Often frictions are based on ignorance. A woman from Dheisha refugee camp told the following striking instances:

“Once there was a young Moslem boy called Mohammed Khader who attended the Silesian Don Bosco School in Bethlehem. He played basketball in the school’s team. Once they played a match in Gaza with a local team. During the game, some players approached Mohammed asking why he played with “Israelis” as they were the Palestinians’ enemies. The boys from Gaza presumed that some of the Bethlehemites were Israelis because of their names, like Elie and George. The Gazan boys were very surprised that there were Christian Palestinians with such names.”

The woman who gave the story above spent six years at the Talitha Kumi Lutheran School in Beit Jala where she was known to be a studious and polite student. “On one occasion I was with a group of girls who observed a group of boys doing inappropriate things. This led one of the girls to comment: ‘Oh look at those dirty Moslems’, not realizing that I was a Moslem too. I told them that I was a Moslem too and that they could see that I was not dirty. They were shocked to learn that I could be a Moslem.”

Diversity and unity

In general, Palestinian history and sociology is characterized by two broad tendencies. The first is one of diversity in which people of all walks of life show the art of living besides each other, sometimes due to need, sometimes due to preference. In the relatively small Bethlehem area we can observe a surprisingly broad spectrum of cultures and customs. They differ according to whether one has a village or town background, whether one is a refugee or not, whether one is from Hebron or Bethlehem, whether one is Moslem or Christian. This diversity has engendered among many a certain wisdom in dealing with others. Bethlehemites are skillful in “identity negotiation.” They have learned when and how to bring forward different aspects of their multidimensional identity. Of course, there is also the gossiping and joking behind one’s back but the stereotypes are usually not of a devious nature. Essentially, Palestinians are, although often emotional, rather good-natured and tolerant in dealing with the tensions and frustrations of daily life.

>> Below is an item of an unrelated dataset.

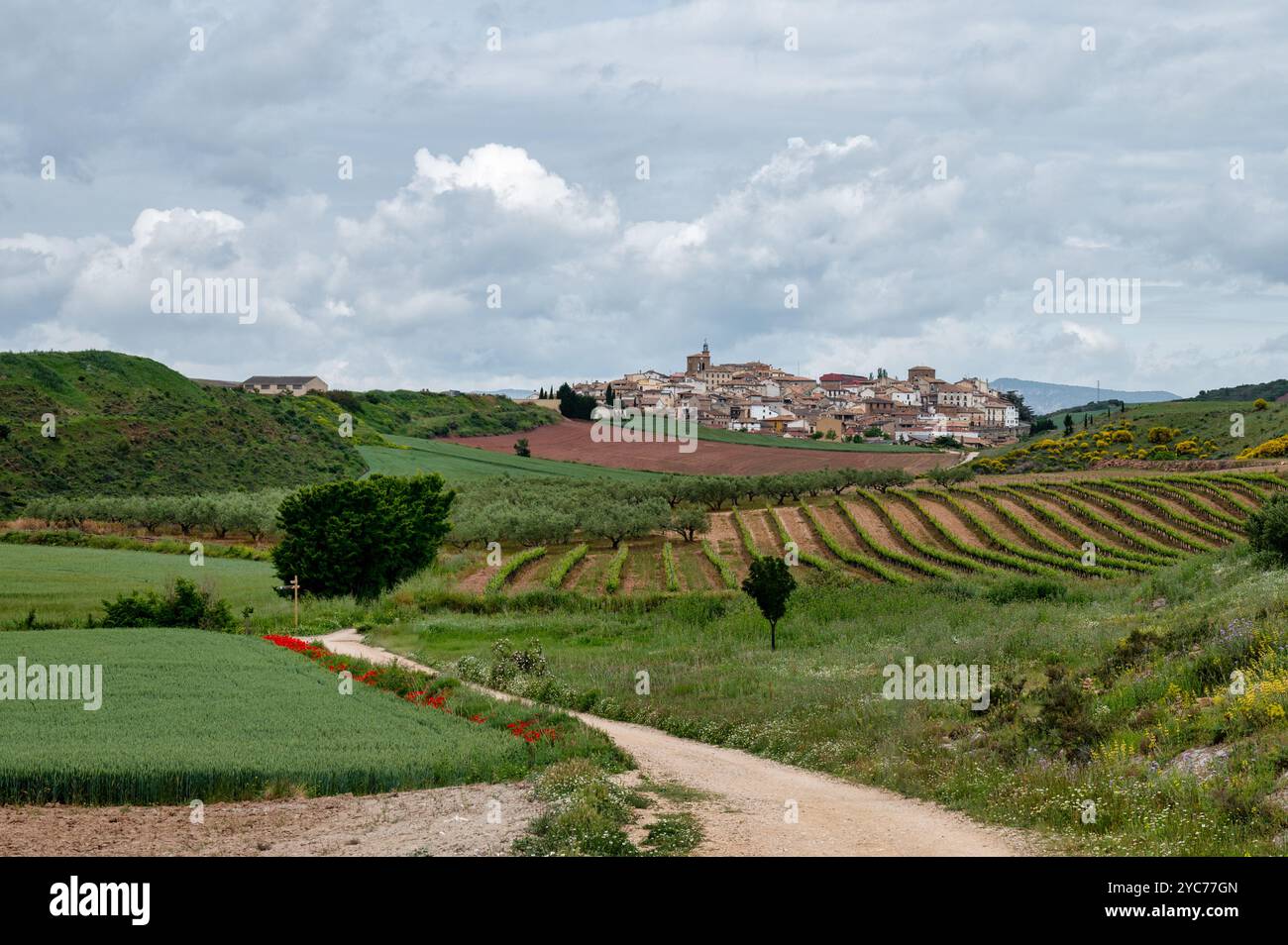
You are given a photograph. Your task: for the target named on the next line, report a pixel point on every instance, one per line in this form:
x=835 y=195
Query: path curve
x=751 y=795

The second tendency is one of unification. The political situation has put Palestinians under heavy pressure, both politically and economically. Given that Israel has historically attempted to divide Palestinians from each other, there is a strong urge among them to unify, either under the banner of national identity, or, more problematically for Christians, under the religious banner of Islam.


The challenge for many Palestinian Christians is now to accommodate the tendencies in a fruitful manner. Diversity should not hurt unity, while unity should not suppress diversity. It is this philosophy that guides some of the Moslem-Christian projects that are presently being implemented in the Bethlehem region.

For instance, Al-Liqa’ as well as local schools in the region organizes celebrations in which Moslems and Christians both participate. Al-Liqa organizes a traditional annual Moslem-Christian Christmas celebration. Says one head teacher whose son is at the Freres School: “During Ramadan my son brought me an invitation from his school to prepare and bring my Iftar meal (the meal after a day of fasting) and share it with Christian families. It was a lovely evening. This was a simple and easy lesson that established a real practical dialogue.”

Education is the prime channel to combat ignorance. Community leaders presently stress that Christians should learn about Moslem beliefs, not from a Christian but rather from the Moslem point of view; conversely, Moslems should learn about Christianity in the same manner. Moreover, Moslems and Christians should not only learn about each other’s beliefs and dogmas, but also visit each other’s holy places and share each other’s stories and celebrations. Such initiatives may help to create an intimate feeling of each other’s religions rather than just bare knowledge. At the same time, Christian and Moslem customs and stories are part of the broader Palestinian heritage, and may thus help to strengthen this heritage in an open, enriching manner.